Pasados los años, supongo que estoy más viejo, más cansado y no tengo la energía para enfurecerme por cada cosa con la que no estoy de acuerdo. Quizá es que después de vivir año y medio en el país de la indignación, donde cada cosa que ocurre se convierte en motivo de ira y repudio nacional, ya no me provoca dármelas de digno.
Pero puede ser que he tenido tiempo de darle vueltas al asunto. En el desierto lo que sobra es tiempo. Y me quedan más dudas que convicciones sobre el tema. Al final de cuentas, las certidumbres son las que nos llevan a la indignación.
En un país donde la mitad de la población vive de espaldas a la otra mitad, donde hay una historia de discriminación, racismo y estigmatización de la mitad de los habitantes hay algo que no cuadra en todo esto de vestir a los niños de indígena.
Trato y trato de recordarme qué significaba para mí cuando me vestían de indígena. Cuando íbamos al mercado central a regatear el precio de las putas chancletas, el pañuelo rojo con puntos blancos, el traje de manta, el ponchito. Recuerdo la molestia de mi mamá, lo caro que era comprar una mudada de ropa para usarla una única vez.

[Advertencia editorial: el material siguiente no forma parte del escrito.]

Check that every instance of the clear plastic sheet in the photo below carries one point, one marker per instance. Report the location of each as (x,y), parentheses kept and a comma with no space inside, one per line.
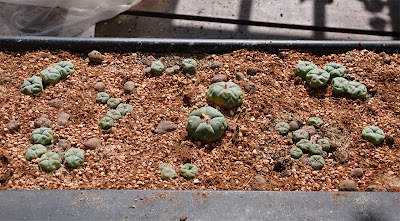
(66,18)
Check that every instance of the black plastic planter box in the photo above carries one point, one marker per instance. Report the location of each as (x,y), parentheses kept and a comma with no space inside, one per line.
(194,205)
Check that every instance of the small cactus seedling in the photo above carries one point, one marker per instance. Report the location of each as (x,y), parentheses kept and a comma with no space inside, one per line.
(296,152)
(102,97)
(206,123)
(316,121)
(315,149)
(303,67)
(282,127)
(50,75)
(373,134)
(316,162)
(32,85)
(356,89)
(189,65)
(74,157)
(113,103)
(225,94)
(124,108)
(157,68)
(189,170)
(42,136)
(168,173)
(317,77)
(106,123)
(35,151)
(335,70)
(50,161)
(114,114)
(300,134)
(304,145)
(324,144)
(339,85)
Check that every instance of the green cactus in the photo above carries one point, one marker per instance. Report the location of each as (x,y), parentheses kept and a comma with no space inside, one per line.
(74,157)
(106,123)
(35,151)
(300,134)
(316,121)
(114,114)
(316,162)
(315,149)
(189,65)
(157,68)
(282,127)
(356,89)
(225,94)
(113,103)
(50,75)
(317,77)
(189,170)
(206,123)
(50,161)
(32,85)
(124,108)
(296,152)
(373,134)
(303,67)
(168,173)
(304,145)
(335,70)
(339,85)
(324,144)
(102,97)
(42,136)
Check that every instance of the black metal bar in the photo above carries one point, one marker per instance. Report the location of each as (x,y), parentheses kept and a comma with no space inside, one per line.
(259,23)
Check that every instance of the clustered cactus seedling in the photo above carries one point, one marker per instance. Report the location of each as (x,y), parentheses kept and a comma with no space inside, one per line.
(225,94)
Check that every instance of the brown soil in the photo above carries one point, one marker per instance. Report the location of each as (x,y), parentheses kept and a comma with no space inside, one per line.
(131,152)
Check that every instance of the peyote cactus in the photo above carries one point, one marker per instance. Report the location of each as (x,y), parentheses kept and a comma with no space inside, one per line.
(303,67)
(106,123)
(316,121)
(300,134)
(282,127)
(102,97)
(114,114)
(356,89)
(189,170)
(32,85)
(296,152)
(206,124)
(65,68)
(35,151)
(157,68)
(324,144)
(124,108)
(304,145)
(225,94)
(315,149)
(50,75)
(50,161)
(339,85)
(168,173)
(113,103)
(189,65)
(317,77)
(74,157)
(373,134)
(316,162)
(335,70)
(42,136)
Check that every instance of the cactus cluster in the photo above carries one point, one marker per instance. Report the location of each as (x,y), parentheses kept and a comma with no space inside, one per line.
(49,75)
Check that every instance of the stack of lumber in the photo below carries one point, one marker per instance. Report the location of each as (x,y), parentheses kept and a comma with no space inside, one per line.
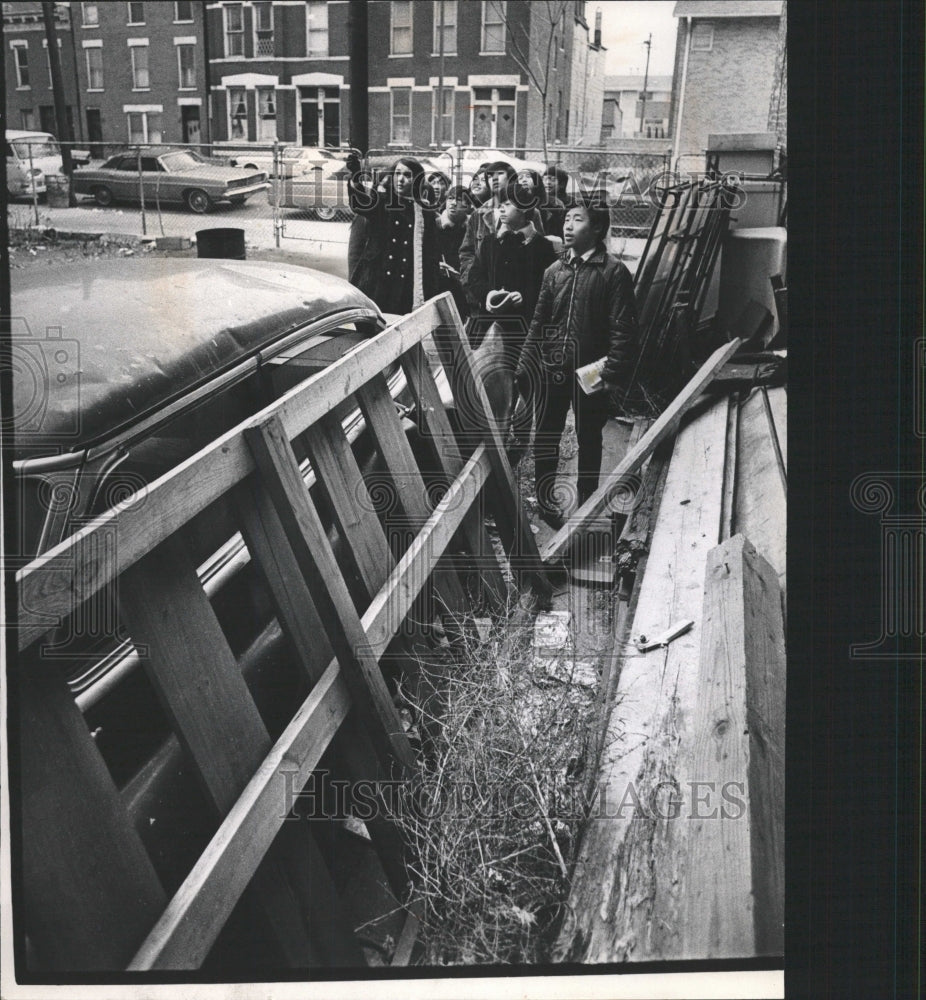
(682,857)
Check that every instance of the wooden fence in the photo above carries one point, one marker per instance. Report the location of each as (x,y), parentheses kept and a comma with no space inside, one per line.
(91,898)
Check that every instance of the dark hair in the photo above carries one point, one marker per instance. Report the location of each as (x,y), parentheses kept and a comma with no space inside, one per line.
(524,197)
(599,214)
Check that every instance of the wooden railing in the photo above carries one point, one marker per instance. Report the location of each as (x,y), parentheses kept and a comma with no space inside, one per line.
(92,898)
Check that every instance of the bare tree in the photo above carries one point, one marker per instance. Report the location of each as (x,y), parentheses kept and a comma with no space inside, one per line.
(532,45)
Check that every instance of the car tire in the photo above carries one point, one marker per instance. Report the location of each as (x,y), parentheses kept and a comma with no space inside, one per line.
(198,201)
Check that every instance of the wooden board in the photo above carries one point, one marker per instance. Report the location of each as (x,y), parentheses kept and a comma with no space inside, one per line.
(734,875)
(760,504)
(624,900)
(663,427)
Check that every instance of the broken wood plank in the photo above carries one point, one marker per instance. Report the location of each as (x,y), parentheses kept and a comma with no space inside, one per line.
(760,503)
(306,535)
(663,427)
(625,898)
(89,890)
(735,869)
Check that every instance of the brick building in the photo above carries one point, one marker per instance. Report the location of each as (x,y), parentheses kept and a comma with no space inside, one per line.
(30,102)
(729,62)
(623,106)
(281,70)
(141,71)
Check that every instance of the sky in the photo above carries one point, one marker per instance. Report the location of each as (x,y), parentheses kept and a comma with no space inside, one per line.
(625,25)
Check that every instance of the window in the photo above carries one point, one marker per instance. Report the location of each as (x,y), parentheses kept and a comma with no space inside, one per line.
(442,129)
(266,115)
(144,126)
(401,28)
(493,26)
(186,66)
(94,68)
(234,30)
(317,29)
(702,37)
(401,114)
(237,114)
(450,26)
(140,78)
(263,29)
(21,62)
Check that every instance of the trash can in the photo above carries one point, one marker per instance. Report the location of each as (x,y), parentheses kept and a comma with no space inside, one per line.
(223,243)
(57,189)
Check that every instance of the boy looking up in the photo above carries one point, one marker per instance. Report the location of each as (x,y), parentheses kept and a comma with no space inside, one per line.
(586,310)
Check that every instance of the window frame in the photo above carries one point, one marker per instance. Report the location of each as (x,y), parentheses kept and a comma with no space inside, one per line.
(180,83)
(410,28)
(228,32)
(393,91)
(102,86)
(315,8)
(500,8)
(455,6)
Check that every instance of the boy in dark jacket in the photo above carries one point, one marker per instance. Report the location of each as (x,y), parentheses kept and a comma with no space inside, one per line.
(503,283)
(586,311)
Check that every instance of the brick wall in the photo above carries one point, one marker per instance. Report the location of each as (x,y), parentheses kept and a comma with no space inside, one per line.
(728,88)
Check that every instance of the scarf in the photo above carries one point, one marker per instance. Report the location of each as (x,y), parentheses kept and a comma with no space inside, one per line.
(418,258)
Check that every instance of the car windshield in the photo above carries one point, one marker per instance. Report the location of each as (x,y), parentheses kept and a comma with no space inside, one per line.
(180,160)
(37,147)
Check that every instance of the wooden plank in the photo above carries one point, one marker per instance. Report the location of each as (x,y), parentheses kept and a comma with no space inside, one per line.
(306,535)
(663,427)
(191,922)
(735,866)
(760,504)
(198,681)
(435,426)
(626,893)
(89,890)
(385,428)
(459,363)
(338,474)
(729,468)
(50,587)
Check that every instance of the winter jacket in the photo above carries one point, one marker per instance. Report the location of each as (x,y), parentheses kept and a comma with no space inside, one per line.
(586,310)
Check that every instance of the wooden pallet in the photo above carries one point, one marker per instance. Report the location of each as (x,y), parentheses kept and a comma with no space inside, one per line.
(92,899)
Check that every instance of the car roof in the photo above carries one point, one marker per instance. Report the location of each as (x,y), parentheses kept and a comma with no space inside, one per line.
(150,331)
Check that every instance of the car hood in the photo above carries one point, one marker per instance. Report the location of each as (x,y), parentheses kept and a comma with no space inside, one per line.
(99,346)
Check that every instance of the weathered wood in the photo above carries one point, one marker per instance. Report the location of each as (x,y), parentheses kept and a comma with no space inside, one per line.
(435,426)
(90,892)
(212,712)
(663,427)
(191,922)
(306,535)
(50,588)
(729,468)
(735,867)
(759,508)
(385,428)
(626,895)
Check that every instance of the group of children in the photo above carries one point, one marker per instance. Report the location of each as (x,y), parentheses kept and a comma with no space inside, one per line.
(554,312)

Y no sé si sea una convicción que he desarrollado ahora en mi vida adulta, pero de alguna forma durante mi infancia, para mí, hasta que tuve contacto directo con ellos muchos años después, los indígenas no fueron más que el son, la chirimía, el tun, la danza del venado, las fotos del Inguat, chalío titipuches, los chistes de velorio y la idea casi indeleble de que los indios son brutos, necios y shucos. Vamos, los causantes de los problemas del país.
Después de todo, además de “disfrazarnos de inditos”, nos recordaban una y otra vez en los libros de historia que los indígenas tenían “tez morena, ojos achinados y pómulos salientes”, como para saber identificarlos.
Recuerdo la humillación de los compañeros de colegio que no pasaban la prueba de no parecer indígena aún usando el traje. Quizá también servía para eso, para dejar claro que unos son indígenas y otros apenas están disfrazados.
Y hoy, no sé qué tanto haya cambiado en el país como para entender el “disfrazar a los niños de inditos” de otra forma que no sea para reforzar la idea de que si nos vestimos como ellos una vez al año, dejamos más claro que están ellos y estamos nosotros.
Probablemente lo contrario de que los niños se “disfracen de inditos”, sería que pudiéramos ver más doctores con traje indígena, más presentadoras de televisión vestidas con su traje tradicional, abogadas con hüipil y arquitectos con sute.
O quizá sea que le estoy dando demasiadas vueltas al asunto.
Probablemente, es que vestir a los niños de indígena es como vestirlos de cualquier otra cosa. Como disfrazar a las niñas de princesa y a los niños de Power Ranger para Halloween. Después de todo, para una mitad de la población, los indígenas están tan lejos, son parte de una realidad completamente ajena. Tan distante como los cuentos de hadas y el país de los power rangers.